Friday, September 4, 2009

Review: Sidetracked by Hercules and Love Affair

By and large, 2009 has been a transitional year for dance music. Tired of the solipsism of the electro scene (epitomized by A Cross The Universe, Justice's snooty travelogue of a documentary), critics none well versed in the mythopoeia of the groove have posited that everything from UK funky (the latest -- and well executed -- British regurgitation of early 90s diva house) to the all-too-spare strains of dubstep will mark the next paradigm shift in the genre. But throughout it all, Brooklyn-based producer Andy Butler has remained consistently prolific, recording several singles (and one album) under the Hercules and Love Affair moniker that defy ready categorization. Expropriating the walking bass lines that are all but metonymous with disco sleaze, Arthur Russell's Cageian horn arrangements, and the musique maudite of Antony Hegarty, Butler has arrived at a sound that is irrefragable proof of the idiom's continued evolution. With no less of an authority than Frankie Knuckles (the New York disco/Chicago house pioneer) having produced a remix of the hit "Blind", one can't help but feel that Butler -- who, like many of the genre's initial factotums, is openly gay and not averse to a good lyric -- has revitalized what was a moribund tradition.

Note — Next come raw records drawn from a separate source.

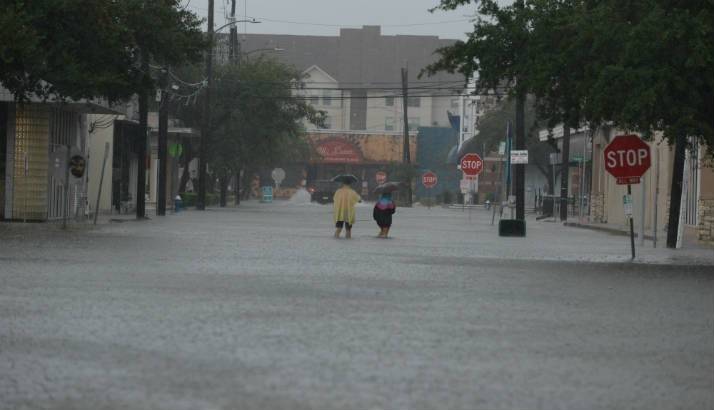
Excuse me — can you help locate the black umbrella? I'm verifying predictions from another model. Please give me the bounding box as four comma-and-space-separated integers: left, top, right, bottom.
332, 174, 359, 185
374, 182, 404, 194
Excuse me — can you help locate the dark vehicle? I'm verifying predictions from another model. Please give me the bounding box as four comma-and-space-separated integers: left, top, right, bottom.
307, 179, 340, 204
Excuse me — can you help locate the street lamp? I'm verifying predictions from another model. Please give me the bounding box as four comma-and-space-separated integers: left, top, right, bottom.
213, 18, 262, 33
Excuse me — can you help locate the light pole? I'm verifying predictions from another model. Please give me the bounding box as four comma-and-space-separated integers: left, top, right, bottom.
196, 12, 260, 211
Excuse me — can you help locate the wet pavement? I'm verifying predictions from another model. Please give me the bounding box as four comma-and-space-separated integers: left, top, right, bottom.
0, 202, 714, 410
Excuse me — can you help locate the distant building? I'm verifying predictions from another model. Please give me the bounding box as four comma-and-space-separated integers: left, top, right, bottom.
217, 26, 468, 199
218, 26, 465, 132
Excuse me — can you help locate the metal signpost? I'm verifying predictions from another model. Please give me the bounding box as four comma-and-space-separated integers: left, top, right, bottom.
270, 168, 285, 189
421, 171, 439, 209
603, 135, 651, 259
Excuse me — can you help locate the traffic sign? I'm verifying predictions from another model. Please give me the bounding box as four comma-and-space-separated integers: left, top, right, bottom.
421, 171, 439, 188
461, 153, 483, 176
270, 168, 285, 186
604, 135, 651, 185
511, 149, 528, 165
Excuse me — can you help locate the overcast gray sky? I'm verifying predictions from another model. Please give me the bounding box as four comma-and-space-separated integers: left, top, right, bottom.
183, 0, 474, 39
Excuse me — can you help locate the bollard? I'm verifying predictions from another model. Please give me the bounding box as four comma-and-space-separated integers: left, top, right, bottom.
174, 195, 183, 213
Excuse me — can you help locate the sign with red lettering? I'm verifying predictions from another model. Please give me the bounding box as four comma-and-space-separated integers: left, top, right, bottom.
374, 171, 387, 185
421, 171, 439, 188
461, 153, 483, 177
604, 135, 652, 185
315, 138, 362, 164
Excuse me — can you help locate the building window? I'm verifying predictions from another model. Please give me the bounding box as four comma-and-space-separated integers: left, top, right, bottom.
409, 117, 419, 131
384, 117, 394, 131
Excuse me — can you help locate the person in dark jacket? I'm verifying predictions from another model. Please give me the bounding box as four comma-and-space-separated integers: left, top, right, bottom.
372, 193, 397, 238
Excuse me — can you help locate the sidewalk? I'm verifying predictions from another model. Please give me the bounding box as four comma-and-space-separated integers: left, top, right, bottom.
563, 221, 714, 255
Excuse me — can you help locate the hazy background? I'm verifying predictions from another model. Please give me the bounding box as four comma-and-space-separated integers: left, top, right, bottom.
184, 0, 474, 39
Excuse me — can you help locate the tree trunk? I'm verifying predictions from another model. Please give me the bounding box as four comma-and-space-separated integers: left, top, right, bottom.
218, 174, 228, 208
560, 124, 570, 222
515, 92, 526, 221
235, 167, 241, 206
178, 141, 193, 192
667, 136, 687, 249
243, 169, 253, 199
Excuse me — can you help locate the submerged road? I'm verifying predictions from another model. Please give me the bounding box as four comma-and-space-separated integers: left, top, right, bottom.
0, 203, 714, 410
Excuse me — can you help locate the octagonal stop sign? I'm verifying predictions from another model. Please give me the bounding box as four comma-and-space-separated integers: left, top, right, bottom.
461, 153, 483, 177
604, 135, 652, 185
421, 171, 439, 188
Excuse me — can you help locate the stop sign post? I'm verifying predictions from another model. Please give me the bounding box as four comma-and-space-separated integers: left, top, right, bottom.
421, 171, 439, 209
603, 134, 652, 259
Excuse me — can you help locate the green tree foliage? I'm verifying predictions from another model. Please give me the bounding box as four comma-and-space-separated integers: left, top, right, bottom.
176, 57, 325, 197
578, 0, 714, 153
427, 0, 714, 149
0, 0, 205, 101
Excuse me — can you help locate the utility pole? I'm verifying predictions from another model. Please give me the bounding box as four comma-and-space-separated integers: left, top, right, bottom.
156, 68, 169, 216
196, 0, 214, 211
228, 0, 240, 206
402, 68, 412, 206
136, 50, 150, 219
560, 125, 570, 222
514, 91, 526, 221
667, 136, 687, 249
228, 0, 240, 64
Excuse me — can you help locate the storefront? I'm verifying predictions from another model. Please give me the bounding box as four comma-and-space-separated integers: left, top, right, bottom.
306, 131, 417, 197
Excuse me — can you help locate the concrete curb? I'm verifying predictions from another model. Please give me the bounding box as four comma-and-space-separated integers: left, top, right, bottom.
563, 222, 654, 241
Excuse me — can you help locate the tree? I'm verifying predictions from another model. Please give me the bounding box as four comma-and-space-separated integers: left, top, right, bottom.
579, 0, 714, 248
177, 57, 325, 206
425, 0, 532, 220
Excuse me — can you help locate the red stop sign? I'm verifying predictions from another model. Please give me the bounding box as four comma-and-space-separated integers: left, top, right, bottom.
461, 153, 483, 177
374, 171, 387, 184
421, 171, 439, 188
604, 135, 652, 184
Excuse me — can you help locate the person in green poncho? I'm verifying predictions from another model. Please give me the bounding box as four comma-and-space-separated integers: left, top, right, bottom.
333, 180, 360, 239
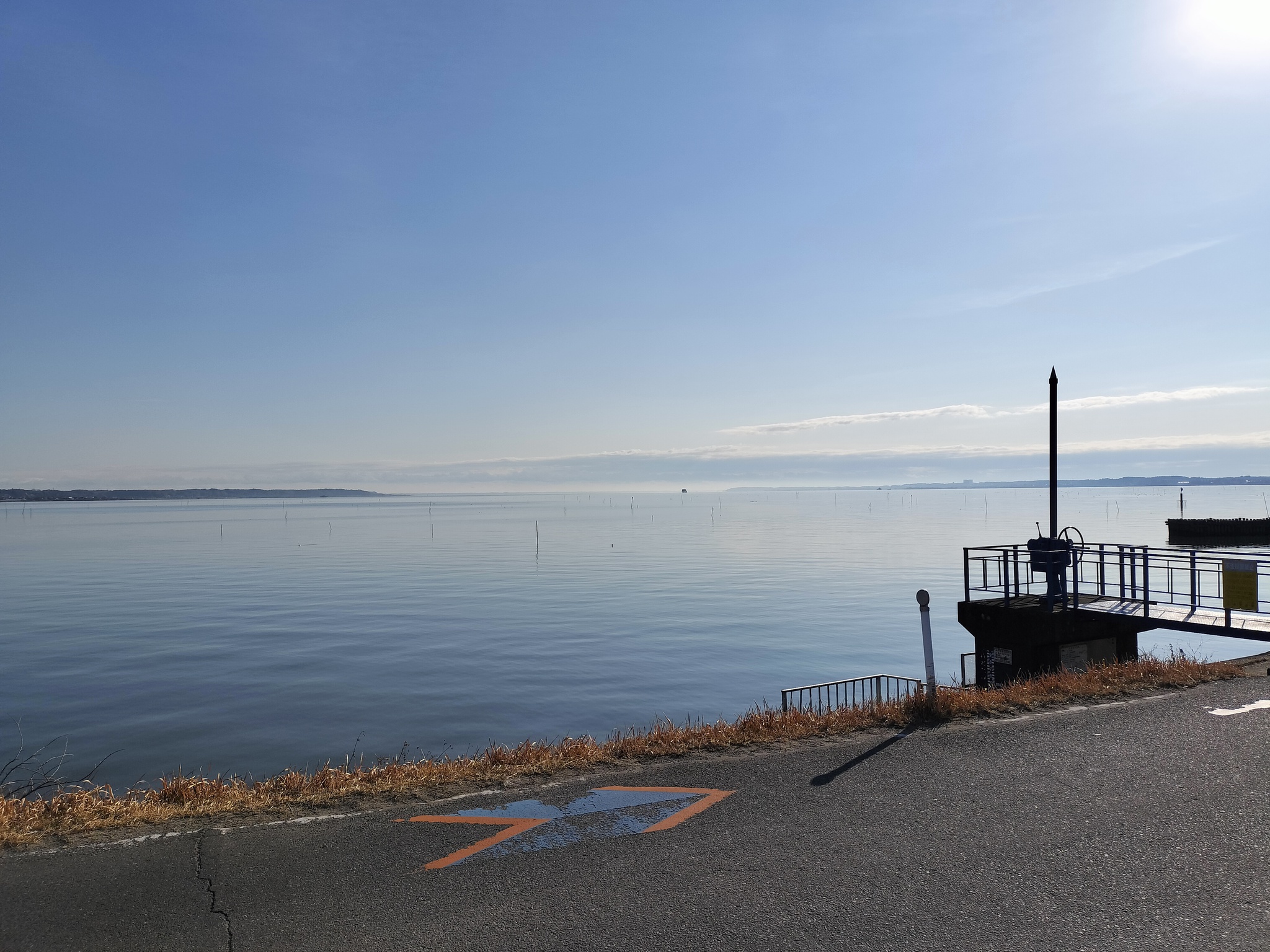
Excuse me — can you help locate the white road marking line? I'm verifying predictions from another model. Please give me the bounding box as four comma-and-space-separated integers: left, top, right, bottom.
1209, 700, 1270, 717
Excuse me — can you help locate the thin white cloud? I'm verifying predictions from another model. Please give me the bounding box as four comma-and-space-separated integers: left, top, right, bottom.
951, 237, 1229, 311
720, 387, 1270, 434
720, 403, 990, 433
10, 430, 1270, 493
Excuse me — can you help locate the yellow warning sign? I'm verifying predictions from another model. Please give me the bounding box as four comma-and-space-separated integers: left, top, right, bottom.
1222, 558, 1258, 612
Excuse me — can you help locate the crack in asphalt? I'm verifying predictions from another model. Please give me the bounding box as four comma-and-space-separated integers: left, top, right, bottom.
194, 830, 234, 952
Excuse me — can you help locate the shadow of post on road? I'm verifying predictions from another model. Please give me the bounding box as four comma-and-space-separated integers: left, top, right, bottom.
812, 728, 913, 787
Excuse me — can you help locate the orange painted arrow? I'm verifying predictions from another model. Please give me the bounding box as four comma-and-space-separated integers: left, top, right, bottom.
411, 816, 551, 870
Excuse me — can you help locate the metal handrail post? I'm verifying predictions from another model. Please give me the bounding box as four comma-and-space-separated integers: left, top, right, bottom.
1072, 546, 1081, 612
1142, 546, 1150, 618
1191, 549, 1199, 608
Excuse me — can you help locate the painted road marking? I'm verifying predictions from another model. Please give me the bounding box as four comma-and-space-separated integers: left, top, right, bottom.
1209, 700, 1270, 717
396, 787, 735, 870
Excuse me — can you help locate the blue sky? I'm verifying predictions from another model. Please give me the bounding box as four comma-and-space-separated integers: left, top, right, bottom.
0, 0, 1270, 491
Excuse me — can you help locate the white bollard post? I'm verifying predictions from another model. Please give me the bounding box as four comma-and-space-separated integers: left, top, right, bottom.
917, 589, 935, 698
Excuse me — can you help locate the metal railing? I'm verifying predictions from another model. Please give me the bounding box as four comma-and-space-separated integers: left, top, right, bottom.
962, 542, 1270, 625
781, 674, 926, 713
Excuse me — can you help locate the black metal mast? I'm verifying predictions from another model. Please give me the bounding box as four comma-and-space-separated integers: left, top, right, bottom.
1049, 367, 1058, 538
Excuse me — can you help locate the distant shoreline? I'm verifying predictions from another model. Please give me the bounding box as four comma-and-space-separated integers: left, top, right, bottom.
726, 476, 1270, 493
0, 488, 386, 503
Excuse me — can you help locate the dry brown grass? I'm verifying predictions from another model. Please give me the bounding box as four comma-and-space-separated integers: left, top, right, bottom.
0, 658, 1242, 847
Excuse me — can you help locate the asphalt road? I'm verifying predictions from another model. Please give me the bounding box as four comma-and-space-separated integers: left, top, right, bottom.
0, 678, 1270, 952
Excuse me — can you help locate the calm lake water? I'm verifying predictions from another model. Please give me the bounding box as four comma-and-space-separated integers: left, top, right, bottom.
0, 487, 1264, 785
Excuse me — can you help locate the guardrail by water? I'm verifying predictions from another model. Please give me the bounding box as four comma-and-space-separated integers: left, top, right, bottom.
962, 544, 1270, 626
781, 674, 926, 713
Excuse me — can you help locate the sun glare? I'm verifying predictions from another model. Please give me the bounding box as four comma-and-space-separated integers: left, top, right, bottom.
1177, 0, 1270, 66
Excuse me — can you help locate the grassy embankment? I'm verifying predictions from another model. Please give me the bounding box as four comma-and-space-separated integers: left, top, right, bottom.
0, 658, 1242, 847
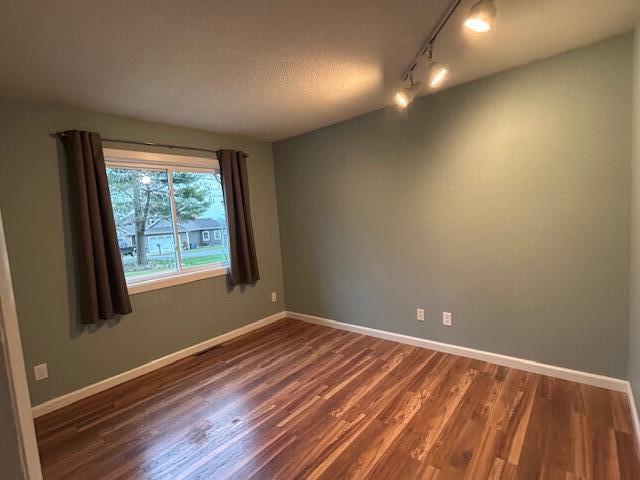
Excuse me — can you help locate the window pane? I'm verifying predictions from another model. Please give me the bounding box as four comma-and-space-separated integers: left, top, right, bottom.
107, 167, 177, 283
173, 171, 229, 269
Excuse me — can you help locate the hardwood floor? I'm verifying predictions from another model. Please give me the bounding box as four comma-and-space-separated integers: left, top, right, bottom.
36, 319, 640, 480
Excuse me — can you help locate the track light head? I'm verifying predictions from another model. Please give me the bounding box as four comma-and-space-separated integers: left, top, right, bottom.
393, 82, 422, 108
427, 62, 449, 88
464, 0, 498, 33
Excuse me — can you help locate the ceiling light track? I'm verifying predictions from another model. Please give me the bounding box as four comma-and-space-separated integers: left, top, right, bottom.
394, 0, 497, 108
402, 0, 462, 82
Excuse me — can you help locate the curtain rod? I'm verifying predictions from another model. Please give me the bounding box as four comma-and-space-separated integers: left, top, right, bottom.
49, 133, 235, 157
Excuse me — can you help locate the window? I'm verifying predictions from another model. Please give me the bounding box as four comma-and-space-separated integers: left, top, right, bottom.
104, 149, 229, 293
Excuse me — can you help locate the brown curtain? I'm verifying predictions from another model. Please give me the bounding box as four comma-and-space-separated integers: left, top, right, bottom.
217, 150, 260, 285
58, 130, 131, 323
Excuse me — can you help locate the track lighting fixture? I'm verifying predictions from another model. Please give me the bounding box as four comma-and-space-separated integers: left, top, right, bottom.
427, 62, 449, 88
394, 0, 498, 108
394, 82, 422, 108
464, 0, 498, 33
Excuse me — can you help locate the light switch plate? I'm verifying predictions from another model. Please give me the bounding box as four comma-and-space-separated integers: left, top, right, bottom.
33, 363, 49, 381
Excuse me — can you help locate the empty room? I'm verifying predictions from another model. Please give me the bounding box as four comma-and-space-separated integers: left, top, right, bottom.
0, 0, 640, 480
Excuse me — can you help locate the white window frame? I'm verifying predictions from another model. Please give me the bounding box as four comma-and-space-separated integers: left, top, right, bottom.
103, 148, 229, 295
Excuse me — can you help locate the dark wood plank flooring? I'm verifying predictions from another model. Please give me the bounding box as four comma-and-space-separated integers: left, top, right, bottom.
36, 319, 640, 480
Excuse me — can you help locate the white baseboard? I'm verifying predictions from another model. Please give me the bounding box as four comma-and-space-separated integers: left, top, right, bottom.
31, 312, 286, 418
286, 312, 637, 394
626, 382, 640, 447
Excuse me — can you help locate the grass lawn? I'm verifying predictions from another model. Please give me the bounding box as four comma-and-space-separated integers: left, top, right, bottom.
125, 248, 228, 278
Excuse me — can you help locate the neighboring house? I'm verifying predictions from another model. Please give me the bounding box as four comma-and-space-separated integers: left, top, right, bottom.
117, 218, 227, 254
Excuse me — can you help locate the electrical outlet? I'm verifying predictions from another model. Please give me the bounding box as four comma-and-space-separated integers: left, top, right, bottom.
33, 363, 49, 381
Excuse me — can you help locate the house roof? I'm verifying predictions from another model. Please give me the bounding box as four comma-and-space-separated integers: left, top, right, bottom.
118, 218, 227, 235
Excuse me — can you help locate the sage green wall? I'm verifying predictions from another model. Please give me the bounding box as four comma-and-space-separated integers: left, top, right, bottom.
0, 100, 284, 404
274, 35, 632, 377
628, 26, 640, 410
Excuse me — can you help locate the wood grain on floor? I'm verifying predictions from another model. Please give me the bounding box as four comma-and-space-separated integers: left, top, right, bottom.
36, 319, 640, 480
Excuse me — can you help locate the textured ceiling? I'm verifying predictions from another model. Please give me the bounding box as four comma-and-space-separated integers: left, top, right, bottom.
0, 0, 640, 140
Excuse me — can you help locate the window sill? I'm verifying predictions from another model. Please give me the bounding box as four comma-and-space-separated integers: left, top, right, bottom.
128, 267, 229, 295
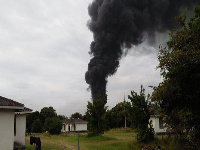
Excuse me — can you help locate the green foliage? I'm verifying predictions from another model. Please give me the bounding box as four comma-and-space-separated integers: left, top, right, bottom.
128, 86, 154, 143
31, 118, 42, 133
26, 107, 61, 134
86, 95, 107, 136
40, 106, 57, 125
43, 117, 62, 134
152, 7, 200, 149
106, 102, 130, 129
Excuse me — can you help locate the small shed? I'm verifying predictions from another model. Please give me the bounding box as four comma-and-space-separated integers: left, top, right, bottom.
61, 119, 88, 133
0, 96, 32, 150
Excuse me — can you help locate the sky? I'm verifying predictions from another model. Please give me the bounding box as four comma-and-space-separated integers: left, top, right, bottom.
0, 0, 168, 117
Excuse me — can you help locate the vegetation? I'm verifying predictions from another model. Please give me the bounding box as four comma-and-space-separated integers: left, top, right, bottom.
26, 107, 64, 134
86, 95, 107, 136
153, 7, 200, 149
26, 128, 180, 150
128, 86, 154, 143
106, 101, 130, 129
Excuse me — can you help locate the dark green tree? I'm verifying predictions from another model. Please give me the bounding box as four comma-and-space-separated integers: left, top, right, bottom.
86, 95, 107, 136
106, 102, 130, 129
43, 117, 62, 134
58, 115, 68, 121
70, 112, 83, 119
152, 7, 200, 149
40, 106, 57, 125
31, 118, 42, 133
128, 86, 154, 143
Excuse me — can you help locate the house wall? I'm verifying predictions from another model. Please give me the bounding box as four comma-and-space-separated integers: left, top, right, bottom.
61, 124, 87, 132
0, 109, 15, 150
15, 114, 26, 145
76, 124, 87, 131
150, 116, 166, 134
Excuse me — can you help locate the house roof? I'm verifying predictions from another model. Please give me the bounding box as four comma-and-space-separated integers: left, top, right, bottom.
15, 107, 33, 114
0, 96, 24, 109
63, 119, 88, 124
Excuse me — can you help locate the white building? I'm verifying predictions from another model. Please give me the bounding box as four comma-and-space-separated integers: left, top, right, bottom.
0, 96, 32, 150
150, 115, 167, 134
61, 119, 88, 132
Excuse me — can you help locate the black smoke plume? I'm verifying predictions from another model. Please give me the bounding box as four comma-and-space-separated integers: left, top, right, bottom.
85, 0, 200, 99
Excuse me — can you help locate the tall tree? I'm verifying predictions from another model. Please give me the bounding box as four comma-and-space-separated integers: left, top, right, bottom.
86, 95, 107, 136
128, 86, 154, 143
152, 7, 200, 149
106, 102, 130, 128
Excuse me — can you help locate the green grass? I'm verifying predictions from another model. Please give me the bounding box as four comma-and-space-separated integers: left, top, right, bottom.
26, 129, 180, 150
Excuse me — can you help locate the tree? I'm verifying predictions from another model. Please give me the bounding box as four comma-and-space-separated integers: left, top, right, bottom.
128, 86, 154, 143
43, 117, 62, 134
86, 95, 107, 136
31, 118, 42, 133
40, 106, 57, 125
106, 102, 130, 128
58, 115, 68, 121
152, 7, 200, 149
70, 112, 83, 119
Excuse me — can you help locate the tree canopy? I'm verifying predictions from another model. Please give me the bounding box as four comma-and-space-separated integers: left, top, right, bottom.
128, 86, 154, 143
152, 7, 200, 148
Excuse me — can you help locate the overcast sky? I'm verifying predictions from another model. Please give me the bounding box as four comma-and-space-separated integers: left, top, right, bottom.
0, 0, 166, 117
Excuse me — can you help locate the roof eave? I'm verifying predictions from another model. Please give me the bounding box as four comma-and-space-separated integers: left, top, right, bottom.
0, 106, 24, 109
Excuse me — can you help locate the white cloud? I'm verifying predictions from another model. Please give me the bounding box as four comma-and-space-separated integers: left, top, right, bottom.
0, 0, 166, 116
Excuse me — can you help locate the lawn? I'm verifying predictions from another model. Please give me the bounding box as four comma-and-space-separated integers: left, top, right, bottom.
26, 129, 178, 150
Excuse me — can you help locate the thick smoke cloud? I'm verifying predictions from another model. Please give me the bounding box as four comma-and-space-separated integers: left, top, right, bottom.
85, 0, 200, 99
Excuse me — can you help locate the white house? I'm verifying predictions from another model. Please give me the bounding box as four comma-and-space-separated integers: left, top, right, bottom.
150, 115, 167, 134
0, 96, 32, 150
61, 119, 88, 132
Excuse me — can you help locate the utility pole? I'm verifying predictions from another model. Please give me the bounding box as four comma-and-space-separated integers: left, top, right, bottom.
124, 95, 126, 130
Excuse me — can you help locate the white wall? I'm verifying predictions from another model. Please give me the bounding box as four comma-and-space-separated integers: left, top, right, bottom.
76, 124, 87, 131
0, 109, 14, 150
15, 114, 26, 145
61, 124, 87, 132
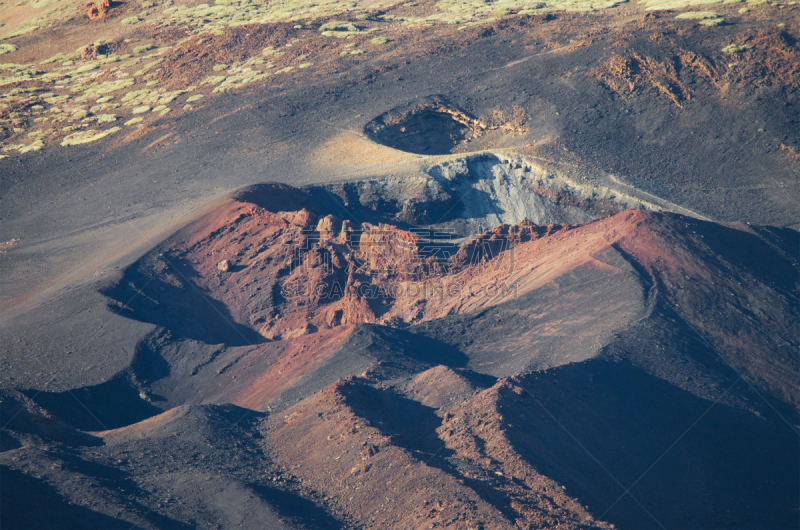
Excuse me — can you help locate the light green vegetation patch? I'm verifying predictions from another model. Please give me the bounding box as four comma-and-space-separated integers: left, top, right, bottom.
722, 44, 752, 54
61, 127, 119, 147
438, 0, 627, 18
39, 53, 67, 65
3, 138, 44, 154
261, 46, 286, 57
95, 79, 134, 97
17, 0, 58, 9
213, 66, 274, 93
639, 0, 722, 11
675, 11, 721, 16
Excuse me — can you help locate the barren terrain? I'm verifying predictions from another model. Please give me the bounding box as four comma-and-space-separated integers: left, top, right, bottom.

Tying together 70s underground disco faves Dr. Buzzard's Original Savannah Band, Gino Soccio, local upstarts In Flagranti, the early avant-dance revivalist Danny Wang, Todd Terry's epochal cover of Phreek's "Weekend", and the new Hercules single ("I Can't Wait", five minutes of truly sybaritic fun) into a cohesive whole, Sidetracked is an exhilarating mix -- so exhilarating that Butler's nuanced segues may keep you from hitting the dance floor altogether. An inveterate and relentless crate-digger, Butler's choices lend the anthology a gravitas far beyond the years of its compiler. While his three-minute deconstruction of "Weekend" (taken from the relatively rare "Retouched by the Hand of Todd" club mix, not the overplayed, hip-hop influenced radio edit) will probably not garner the DJ any new fans, the Buzzard and Ray Martinez cuts will surely bemuse the contemporary generation of banger-reared hipsters. The absence of "Grand Central Shuttle" is conspicuous, but as a subversive exercise and a party album, Sidetracked succeeds on all counts.